The buildup to the main event is conveyed in quietly nerve-racking fashion, constantly but discreetly suggesting that someone’s going to get hurt. The trio launch their boat from a lakeside camping spot which Josh and Dena expect to be deserted, but there are plenty of people around (Harmon dismissively tells them they should see it in high season). An inopportune babbler walks in on them at a key moment; they could barely look more wary or conspiratorial. And Reichardt contrives to introduce small children into shots to keep us nervous. When the big night comes, the trio realize that they’re not the only people near the dam: we see car lights, we become aware that people are out and talking, and we watch as the 30 minutes on the bomb’s clock display tick down to 11 by the time our trio are ready to make their getaway. DP Christopher Blauvelt handles the darkness, and the question of what’s too far away to see, quite superbly.

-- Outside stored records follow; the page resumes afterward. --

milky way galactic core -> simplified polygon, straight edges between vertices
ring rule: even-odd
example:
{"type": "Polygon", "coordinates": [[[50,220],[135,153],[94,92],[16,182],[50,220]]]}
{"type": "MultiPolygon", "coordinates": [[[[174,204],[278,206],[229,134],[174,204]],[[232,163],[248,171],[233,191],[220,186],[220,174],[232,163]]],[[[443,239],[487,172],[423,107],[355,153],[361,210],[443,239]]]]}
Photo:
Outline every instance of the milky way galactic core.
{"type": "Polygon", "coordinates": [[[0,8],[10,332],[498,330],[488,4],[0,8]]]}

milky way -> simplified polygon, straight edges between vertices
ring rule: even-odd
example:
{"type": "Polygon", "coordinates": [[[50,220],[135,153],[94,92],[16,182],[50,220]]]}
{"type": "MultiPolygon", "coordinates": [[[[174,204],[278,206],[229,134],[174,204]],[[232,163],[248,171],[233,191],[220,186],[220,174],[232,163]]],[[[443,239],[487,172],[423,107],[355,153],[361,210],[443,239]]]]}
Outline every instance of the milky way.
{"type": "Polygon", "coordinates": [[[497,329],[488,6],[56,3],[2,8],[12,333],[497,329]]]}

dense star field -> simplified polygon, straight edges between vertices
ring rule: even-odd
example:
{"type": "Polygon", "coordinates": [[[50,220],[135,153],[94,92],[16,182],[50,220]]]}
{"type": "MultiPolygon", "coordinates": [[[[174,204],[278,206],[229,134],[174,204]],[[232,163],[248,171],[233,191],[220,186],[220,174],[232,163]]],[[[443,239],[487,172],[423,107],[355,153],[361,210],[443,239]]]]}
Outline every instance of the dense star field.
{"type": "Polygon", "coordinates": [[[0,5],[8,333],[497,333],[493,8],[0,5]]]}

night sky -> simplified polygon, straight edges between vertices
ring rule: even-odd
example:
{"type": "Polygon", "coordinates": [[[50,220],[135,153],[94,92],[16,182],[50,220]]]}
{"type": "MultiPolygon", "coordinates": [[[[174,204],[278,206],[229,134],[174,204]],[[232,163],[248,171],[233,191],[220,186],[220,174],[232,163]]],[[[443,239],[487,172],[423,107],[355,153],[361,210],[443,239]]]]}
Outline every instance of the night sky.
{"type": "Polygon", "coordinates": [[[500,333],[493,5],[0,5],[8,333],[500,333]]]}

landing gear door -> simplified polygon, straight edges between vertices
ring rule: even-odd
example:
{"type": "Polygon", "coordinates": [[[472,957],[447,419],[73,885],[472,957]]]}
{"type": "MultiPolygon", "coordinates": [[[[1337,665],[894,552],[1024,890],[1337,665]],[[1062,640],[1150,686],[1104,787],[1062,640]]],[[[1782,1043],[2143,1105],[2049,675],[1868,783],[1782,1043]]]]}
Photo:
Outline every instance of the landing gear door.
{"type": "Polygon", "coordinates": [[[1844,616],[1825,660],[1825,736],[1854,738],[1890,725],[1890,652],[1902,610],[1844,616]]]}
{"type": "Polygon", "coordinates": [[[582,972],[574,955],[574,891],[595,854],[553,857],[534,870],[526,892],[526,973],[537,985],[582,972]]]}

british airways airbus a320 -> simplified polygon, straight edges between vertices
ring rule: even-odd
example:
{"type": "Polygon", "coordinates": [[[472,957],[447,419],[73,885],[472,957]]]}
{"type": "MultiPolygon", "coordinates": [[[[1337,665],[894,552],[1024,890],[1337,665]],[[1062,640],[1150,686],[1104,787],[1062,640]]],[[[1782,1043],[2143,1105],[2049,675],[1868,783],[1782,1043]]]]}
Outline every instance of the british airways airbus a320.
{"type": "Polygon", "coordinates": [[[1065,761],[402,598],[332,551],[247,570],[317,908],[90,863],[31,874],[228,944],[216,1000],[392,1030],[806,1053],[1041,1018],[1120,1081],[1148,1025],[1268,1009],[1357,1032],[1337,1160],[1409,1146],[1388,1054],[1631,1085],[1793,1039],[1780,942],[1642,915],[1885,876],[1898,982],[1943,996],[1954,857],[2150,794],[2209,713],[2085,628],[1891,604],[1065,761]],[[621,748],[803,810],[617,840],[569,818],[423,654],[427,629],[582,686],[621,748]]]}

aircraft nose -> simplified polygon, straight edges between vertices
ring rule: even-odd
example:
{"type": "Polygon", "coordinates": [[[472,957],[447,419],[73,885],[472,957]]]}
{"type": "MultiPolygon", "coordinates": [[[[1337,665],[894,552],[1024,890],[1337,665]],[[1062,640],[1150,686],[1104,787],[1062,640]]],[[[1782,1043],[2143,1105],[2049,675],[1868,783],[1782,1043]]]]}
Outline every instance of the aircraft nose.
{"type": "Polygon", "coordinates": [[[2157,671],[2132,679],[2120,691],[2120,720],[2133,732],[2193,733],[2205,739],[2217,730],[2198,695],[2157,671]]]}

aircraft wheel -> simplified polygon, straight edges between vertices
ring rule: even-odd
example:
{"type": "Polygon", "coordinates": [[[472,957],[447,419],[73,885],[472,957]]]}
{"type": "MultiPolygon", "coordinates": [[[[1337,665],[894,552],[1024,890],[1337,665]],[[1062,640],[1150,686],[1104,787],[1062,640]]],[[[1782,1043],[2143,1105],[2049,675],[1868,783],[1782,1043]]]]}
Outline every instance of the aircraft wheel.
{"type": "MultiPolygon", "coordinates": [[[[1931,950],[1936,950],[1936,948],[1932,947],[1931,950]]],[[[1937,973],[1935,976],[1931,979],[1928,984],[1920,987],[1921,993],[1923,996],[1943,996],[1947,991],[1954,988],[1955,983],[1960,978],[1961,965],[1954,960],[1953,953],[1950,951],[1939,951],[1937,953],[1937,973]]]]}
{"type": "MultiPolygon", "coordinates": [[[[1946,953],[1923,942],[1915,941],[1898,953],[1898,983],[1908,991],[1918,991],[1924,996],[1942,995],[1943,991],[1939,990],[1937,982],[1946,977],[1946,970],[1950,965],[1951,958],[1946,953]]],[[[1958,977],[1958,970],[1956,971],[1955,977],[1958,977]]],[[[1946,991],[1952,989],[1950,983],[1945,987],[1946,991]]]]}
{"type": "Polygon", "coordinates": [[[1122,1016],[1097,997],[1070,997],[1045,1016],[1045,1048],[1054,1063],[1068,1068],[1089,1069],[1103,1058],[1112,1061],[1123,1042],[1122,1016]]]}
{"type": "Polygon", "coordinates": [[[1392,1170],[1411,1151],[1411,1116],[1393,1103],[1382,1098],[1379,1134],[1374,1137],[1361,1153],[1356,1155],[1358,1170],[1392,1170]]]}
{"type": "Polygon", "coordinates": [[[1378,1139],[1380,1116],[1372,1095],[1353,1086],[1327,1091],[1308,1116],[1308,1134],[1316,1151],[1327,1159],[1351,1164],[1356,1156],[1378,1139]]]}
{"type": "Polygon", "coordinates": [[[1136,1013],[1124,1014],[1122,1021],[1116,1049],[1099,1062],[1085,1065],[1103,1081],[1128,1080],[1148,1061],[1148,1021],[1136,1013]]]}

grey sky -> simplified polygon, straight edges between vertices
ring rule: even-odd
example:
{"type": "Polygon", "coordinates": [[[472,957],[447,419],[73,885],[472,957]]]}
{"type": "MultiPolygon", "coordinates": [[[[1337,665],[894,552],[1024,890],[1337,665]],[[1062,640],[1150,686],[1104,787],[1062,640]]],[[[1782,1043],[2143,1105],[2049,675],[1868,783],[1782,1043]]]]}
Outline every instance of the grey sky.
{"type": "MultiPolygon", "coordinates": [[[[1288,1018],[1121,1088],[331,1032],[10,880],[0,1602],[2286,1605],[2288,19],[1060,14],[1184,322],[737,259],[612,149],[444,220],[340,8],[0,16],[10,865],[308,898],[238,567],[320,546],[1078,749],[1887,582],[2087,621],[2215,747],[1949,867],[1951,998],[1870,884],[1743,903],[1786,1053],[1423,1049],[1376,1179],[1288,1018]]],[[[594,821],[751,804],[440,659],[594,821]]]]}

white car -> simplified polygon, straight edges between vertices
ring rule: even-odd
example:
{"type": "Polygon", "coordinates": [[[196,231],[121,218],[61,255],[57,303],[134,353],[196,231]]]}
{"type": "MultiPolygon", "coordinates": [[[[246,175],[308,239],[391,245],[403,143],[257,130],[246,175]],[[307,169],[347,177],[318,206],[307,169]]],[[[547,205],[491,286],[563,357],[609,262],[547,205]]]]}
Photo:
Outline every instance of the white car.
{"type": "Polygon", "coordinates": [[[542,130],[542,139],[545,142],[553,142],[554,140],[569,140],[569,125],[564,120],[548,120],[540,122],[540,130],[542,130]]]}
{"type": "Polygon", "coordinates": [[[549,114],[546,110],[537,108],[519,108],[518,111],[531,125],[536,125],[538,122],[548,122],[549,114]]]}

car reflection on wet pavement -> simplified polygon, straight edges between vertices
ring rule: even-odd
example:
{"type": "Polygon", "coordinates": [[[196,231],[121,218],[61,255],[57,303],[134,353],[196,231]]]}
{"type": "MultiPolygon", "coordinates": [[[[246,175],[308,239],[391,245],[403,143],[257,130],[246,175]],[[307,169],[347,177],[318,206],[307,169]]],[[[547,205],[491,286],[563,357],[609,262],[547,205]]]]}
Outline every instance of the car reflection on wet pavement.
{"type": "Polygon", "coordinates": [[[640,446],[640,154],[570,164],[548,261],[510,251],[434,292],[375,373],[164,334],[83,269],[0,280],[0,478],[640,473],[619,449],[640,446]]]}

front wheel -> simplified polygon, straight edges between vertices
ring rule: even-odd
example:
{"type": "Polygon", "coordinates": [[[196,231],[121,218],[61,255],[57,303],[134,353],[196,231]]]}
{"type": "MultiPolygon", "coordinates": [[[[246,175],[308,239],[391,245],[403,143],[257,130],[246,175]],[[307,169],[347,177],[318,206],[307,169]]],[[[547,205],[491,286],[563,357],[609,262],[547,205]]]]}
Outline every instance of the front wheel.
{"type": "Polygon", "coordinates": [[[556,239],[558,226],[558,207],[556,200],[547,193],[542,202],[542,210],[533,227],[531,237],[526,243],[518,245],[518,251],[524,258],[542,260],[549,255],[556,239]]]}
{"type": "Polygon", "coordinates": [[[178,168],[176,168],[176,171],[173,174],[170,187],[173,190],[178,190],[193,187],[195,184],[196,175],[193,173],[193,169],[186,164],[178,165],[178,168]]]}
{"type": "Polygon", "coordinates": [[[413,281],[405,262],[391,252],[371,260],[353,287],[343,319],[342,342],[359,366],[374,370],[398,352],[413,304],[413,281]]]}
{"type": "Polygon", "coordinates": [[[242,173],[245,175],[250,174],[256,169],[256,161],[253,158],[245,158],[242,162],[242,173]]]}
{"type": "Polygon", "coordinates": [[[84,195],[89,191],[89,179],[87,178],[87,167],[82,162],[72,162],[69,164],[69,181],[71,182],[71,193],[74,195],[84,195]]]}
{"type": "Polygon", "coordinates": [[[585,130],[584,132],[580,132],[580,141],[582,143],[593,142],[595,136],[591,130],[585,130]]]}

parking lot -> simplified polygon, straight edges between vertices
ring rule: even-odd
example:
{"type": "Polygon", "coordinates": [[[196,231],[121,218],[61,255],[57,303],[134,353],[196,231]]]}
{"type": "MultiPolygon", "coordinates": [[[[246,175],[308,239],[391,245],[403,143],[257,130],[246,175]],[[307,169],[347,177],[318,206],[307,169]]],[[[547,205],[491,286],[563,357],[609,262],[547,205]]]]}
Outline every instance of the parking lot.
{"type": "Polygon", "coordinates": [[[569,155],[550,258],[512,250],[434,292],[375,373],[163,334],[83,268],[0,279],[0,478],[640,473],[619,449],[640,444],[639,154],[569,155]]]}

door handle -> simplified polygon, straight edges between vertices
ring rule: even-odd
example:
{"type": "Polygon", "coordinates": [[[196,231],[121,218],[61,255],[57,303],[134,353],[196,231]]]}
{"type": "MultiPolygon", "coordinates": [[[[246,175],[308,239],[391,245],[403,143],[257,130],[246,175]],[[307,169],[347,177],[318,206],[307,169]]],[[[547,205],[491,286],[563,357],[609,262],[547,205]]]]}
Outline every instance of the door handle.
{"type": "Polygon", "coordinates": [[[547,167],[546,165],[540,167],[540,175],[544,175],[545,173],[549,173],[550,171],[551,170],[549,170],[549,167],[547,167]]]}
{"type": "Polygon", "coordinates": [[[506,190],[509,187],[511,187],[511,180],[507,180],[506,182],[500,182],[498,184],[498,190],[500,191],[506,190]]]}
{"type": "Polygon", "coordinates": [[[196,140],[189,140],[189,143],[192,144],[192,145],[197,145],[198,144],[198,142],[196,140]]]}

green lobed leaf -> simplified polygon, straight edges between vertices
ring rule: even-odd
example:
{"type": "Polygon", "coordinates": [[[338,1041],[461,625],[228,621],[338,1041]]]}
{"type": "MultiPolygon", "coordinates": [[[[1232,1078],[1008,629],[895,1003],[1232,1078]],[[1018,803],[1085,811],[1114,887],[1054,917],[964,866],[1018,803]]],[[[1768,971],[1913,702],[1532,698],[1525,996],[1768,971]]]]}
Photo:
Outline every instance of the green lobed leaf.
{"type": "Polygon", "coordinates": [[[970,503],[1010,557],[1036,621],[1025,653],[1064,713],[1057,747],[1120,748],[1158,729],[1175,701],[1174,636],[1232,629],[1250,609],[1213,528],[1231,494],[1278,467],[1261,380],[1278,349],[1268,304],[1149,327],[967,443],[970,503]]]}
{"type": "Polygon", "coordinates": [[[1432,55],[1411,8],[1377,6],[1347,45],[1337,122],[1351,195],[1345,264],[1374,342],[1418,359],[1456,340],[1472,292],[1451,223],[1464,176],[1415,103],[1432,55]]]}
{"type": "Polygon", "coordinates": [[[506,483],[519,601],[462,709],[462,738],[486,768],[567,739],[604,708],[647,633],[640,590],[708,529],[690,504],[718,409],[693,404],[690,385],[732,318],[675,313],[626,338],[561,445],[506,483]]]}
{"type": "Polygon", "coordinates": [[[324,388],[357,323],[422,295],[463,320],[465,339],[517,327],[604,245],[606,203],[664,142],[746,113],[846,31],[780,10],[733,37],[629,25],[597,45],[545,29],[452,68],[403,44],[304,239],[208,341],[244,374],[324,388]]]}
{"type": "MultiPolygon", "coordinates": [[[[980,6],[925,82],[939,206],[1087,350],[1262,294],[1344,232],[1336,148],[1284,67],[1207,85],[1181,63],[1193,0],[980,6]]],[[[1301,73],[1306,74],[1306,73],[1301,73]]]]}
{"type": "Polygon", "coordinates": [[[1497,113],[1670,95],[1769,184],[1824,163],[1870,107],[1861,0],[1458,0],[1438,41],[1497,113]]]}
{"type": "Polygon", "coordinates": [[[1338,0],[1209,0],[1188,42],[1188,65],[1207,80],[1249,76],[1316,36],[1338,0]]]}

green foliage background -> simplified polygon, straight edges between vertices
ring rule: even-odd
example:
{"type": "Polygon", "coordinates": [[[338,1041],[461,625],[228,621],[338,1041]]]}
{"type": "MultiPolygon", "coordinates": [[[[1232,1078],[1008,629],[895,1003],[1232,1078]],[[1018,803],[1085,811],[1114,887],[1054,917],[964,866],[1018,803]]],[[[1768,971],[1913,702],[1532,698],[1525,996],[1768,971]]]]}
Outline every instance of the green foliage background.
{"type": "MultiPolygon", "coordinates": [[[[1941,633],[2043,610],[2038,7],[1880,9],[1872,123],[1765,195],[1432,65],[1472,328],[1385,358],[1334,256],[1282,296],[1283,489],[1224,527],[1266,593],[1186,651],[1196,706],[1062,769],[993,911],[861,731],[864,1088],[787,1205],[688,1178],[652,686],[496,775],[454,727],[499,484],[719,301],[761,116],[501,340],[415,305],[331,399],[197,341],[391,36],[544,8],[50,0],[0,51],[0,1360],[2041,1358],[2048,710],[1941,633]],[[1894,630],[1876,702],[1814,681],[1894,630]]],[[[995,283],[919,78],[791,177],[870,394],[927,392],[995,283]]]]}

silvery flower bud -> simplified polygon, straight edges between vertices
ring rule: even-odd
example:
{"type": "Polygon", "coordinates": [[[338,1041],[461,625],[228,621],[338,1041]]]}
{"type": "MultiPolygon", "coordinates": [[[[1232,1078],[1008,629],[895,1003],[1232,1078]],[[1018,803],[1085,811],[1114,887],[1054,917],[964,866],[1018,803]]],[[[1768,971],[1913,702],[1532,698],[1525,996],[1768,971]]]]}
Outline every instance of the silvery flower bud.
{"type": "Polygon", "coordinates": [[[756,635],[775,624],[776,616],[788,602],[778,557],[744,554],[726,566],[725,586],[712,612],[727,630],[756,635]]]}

All this suspense trickery is done brilliantly, and Reichardt makes dead time, lack of incident, lack of apparent jeopardy all figure just as dramatically as the obvious teeth-gritting stuff: the muted ripples of Jeff Grace’s score crank up the tension just as much as any Herrmann pastiche. The final act is about the anti-climax that follows an action—with Josh and Dena no longer able to contact each other, not knowing what’s going on with each other. The already reserved Josh gazes up at the sky from his yurt, then retreats into near-mutism with his co-workers. The film doesn’t, in the end, go quite where you expect it to, or leave us in a place that we can quite name: the final, enigmatic shot is as close as any recent movie comes to simply tailing off with three dots… Night Moves stages an intelligent debate on activism, radicalism and ethics, but most importantly, it makes the people who perform militant acts very human and very knowable—up to the point at which their essential mystery and unknowability (not least, to each other) becomes the critical issue. And you’ll never have realized until now just how anxious a New Age flute at a spa could make you feel.